I am trying to access the org.apache.hadoop.fs.FileUtil.unTar
directly from a pyspark shell.
I understand that I can access the underlying virtual machine (via py4j) sc._jvm
to do this, but am struggling to actually connect to hdfs (despite my pyspark sessions being completely otherwise functional, and able to run jobs across the cluster against jobs inside the cluster).
For example:
hdpUntar = sc._jvm.org.apache.hadoop.fs.FileUtil.unTar
hdpFile = sc._jvm.java.io.File
root = hdpFile("hdfs://<url>/user/<file>")
target = hdpFile("hdfs://<url>/user/myuser/untar")
hdpUntar(root, target)
Unfortunately, this doesn't work:
Py4JJavaError: An error occurred while calling z:org.apache.hadoop.fs.FileUtil.unTar.
: ExitCodeException exitCode=128: tar: Cannot connect to hdfs: resolve failed
at org.apache.hadoop.util.Shell.runCommand(Shell.java:538)
at org.apache.hadoop.util.Shell.run(Shell.java:455)

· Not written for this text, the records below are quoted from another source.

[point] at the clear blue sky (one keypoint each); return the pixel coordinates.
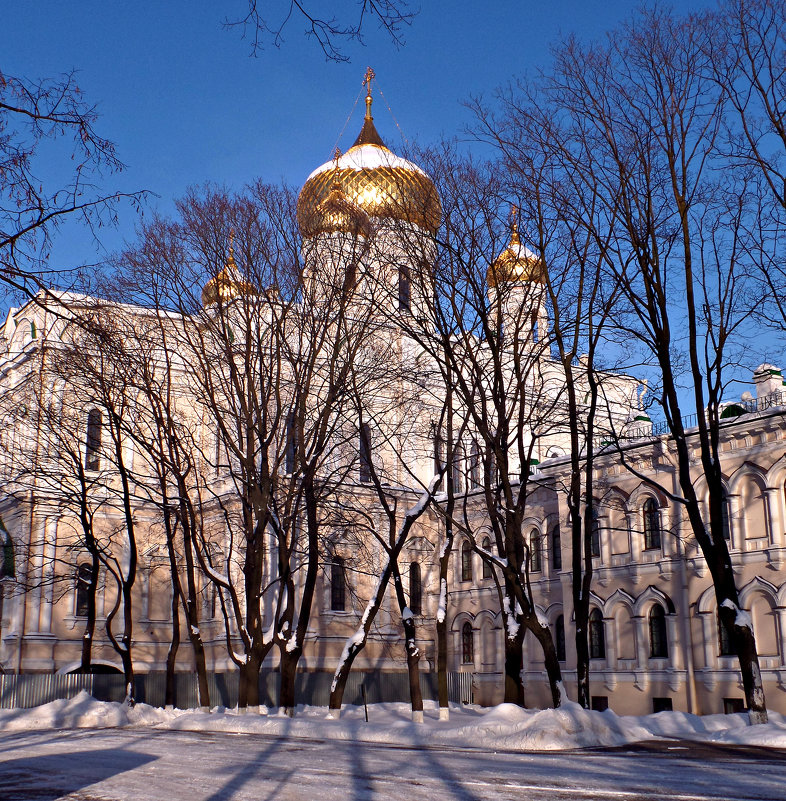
(185, 104)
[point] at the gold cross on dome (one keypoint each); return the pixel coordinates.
(369, 76)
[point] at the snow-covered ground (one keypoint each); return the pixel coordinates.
(505, 727)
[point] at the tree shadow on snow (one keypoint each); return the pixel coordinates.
(50, 776)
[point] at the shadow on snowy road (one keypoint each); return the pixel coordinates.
(51, 776)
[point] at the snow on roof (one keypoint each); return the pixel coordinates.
(367, 157)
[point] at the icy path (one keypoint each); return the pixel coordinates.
(154, 765)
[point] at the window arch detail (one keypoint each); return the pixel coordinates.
(659, 646)
(467, 644)
(597, 635)
(651, 512)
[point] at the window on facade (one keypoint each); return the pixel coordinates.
(439, 452)
(595, 534)
(83, 575)
(535, 565)
(597, 635)
(415, 589)
(7, 564)
(724, 639)
(662, 705)
(338, 585)
(291, 443)
(600, 703)
(467, 644)
(365, 454)
(458, 467)
(659, 646)
(486, 545)
(651, 524)
(350, 278)
(732, 706)
(556, 548)
(559, 638)
(466, 561)
(492, 476)
(474, 465)
(93, 444)
(404, 288)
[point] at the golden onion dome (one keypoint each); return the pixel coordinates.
(228, 284)
(374, 180)
(516, 263)
(337, 213)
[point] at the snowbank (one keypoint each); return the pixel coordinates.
(504, 727)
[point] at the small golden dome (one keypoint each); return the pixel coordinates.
(516, 263)
(228, 284)
(375, 181)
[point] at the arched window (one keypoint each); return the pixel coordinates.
(404, 288)
(725, 516)
(597, 635)
(559, 638)
(486, 545)
(659, 646)
(338, 585)
(556, 548)
(93, 444)
(291, 443)
(467, 644)
(535, 552)
(458, 468)
(365, 454)
(595, 533)
(474, 465)
(651, 524)
(84, 574)
(439, 452)
(415, 589)
(492, 473)
(724, 639)
(7, 562)
(466, 561)
(350, 278)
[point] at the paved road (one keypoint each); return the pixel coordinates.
(149, 765)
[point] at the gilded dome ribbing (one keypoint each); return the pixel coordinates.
(375, 181)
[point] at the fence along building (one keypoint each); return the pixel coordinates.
(654, 637)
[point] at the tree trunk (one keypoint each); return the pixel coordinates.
(355, 644)
(412, 650)
(514, 667)
(85, 665)
(553, 670)
(248, 684)
(288, 669)
(170, 698)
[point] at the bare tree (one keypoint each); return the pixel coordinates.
(645, 116)
(263, 22)
(485, 339)
(33, 115)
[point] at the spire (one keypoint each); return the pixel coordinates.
(367, 80)
(230, 264)
(513, 217)
(368, 133)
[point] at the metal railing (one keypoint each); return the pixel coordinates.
(311, 687)
(729, 412)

at org.apache.hadoop.util.Shell$ShellCommandExecutor.execute(Shell.java:715)
at org.apache.hadoop.fs.FileUtil.unTarUsingTar(FileUtil.java:675)
at org.apache.hadoop.fs.FileUtil.unTar(FileUtil.java:651)
at sun.reflect.GeneratedMethodAccessor12.invoke(Unknown Source)
at sun.reflect.DelegatingMethodAccessorImpl.invoke(DelegatingMethodAccessorImpl.java:43)
at java.lang.reflect.Method.invoke(Method.java:606)
at py4j.reflection.MethodInvoker.invoke(MethodInvoker.java:231)
at py4j.reflection.ReflectionEngine.invoke(ReflectionEngine.java:379)
at py4j.Gateway.invoke(Gateway.java:259)
at py4j.commands.AbstractCommand.invokeMethod(AbstractCommand.java:133)
at py4j.commands.CallCommand.execute(CallCommand.java:79)
at py4j.GatewayConnection.run(GatewayConnection.java:207)
at java.lang.Thread.run(Thread.java:745)